Nach dreimonatlichem Aufenthalt am goldenen Horn fuhren die Reisenden nach Kleinasien hinüber. Bis in die Ebenen von Troas begleitete sie der schwedische Gesandte Palin. In Smyrna wie auf der ganzen Reise dahin wurden viele Untersuchungen und Zeichnungen der alten Ruinen und Tumuli gemacht, auch hier nicht ohne Belästigung und Verfolgung, da die Fremden nicht nur in Verdacht geriethen, Schätze an Edelmetallen aufzustöbern, sondern auch allerlei Zauberei zu treiben. Bis Ephesus drangen St. und Bröndsted vor, doch mit verhältnißmäßig geringer Ausbeute an Genuß und Belehrung. In Smyrna hatten soeben Brand und Pest gewüthet. Von Ephesus waren nur noch einige Trümmer zu erkennen. Auf der Rückreise von Ephesus nach Smyrna wurde St. zum ersten Mal von jenem gefährlichen Asthma befallen, das ihn hernach noch mehrmals an den Rand des Grabes brachte. Im August landeten St. und Bröndsted wieder in Griechenland, im Hafen von Trikieri, wo sie von der kostbaren Entdeckung der aeginetischen Statuen erfuhren, die die zurückgebliebenen Freunde Haller, Linckh, Cockerell und Foster gemacht hatten. Durch Thessalien, wo das Thal Tempe und Larissa besucht wurden, kehrten die Reisenden Mitte October über Euböa nach Athen zurück. Von einem Ausfluge nach Marathon brachte Bröndsted den schönen Torso einer jugendlichen Statue in sogenanntem aegyptischen Stil, aber von schönen Verhältnissen und überaus sorgfältiger Arbeit, und St. die Zeichnung des Schlachtfeldes heim.

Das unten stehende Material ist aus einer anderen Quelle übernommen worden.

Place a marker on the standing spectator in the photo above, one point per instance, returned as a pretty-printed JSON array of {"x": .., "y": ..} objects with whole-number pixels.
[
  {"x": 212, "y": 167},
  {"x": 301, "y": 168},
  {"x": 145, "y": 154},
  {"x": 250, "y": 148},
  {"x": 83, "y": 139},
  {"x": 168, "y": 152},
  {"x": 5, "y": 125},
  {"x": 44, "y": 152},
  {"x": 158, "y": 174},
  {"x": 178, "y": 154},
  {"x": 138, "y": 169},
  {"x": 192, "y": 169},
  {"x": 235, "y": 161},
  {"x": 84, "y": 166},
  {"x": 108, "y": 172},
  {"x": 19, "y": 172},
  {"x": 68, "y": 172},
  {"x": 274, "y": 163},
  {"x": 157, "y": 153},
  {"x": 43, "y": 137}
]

Mit einigen englischen Gelehrten stifteten damals St. und seine Freunde eine Verbrüderung, die über die Zeit des zufälligen Zusammenseins hinausreichen sollte. Man bestimmte ein Symbolum im antiken Sinne als Wiedererkennungszeichen, das neben der Idee eines Gastgeschenkes die Liebe zur Kunst und die Verehrung des Alterthums bezeichnen sollte. Die Statuten wurden entworfen, zum Symbolum ein Ring von antiker Bronze mit der Eule der Minerva und der Inschrift ξεινήϊον gewählt und die Diplome von 7 Primitivmitgliedern [345] unterschrieben. Man beschloß endlich eine Reise über ganz Griechenland nach gemeinschaftlichem Plane, obwohl in Gruppen getrennt, auszuführen.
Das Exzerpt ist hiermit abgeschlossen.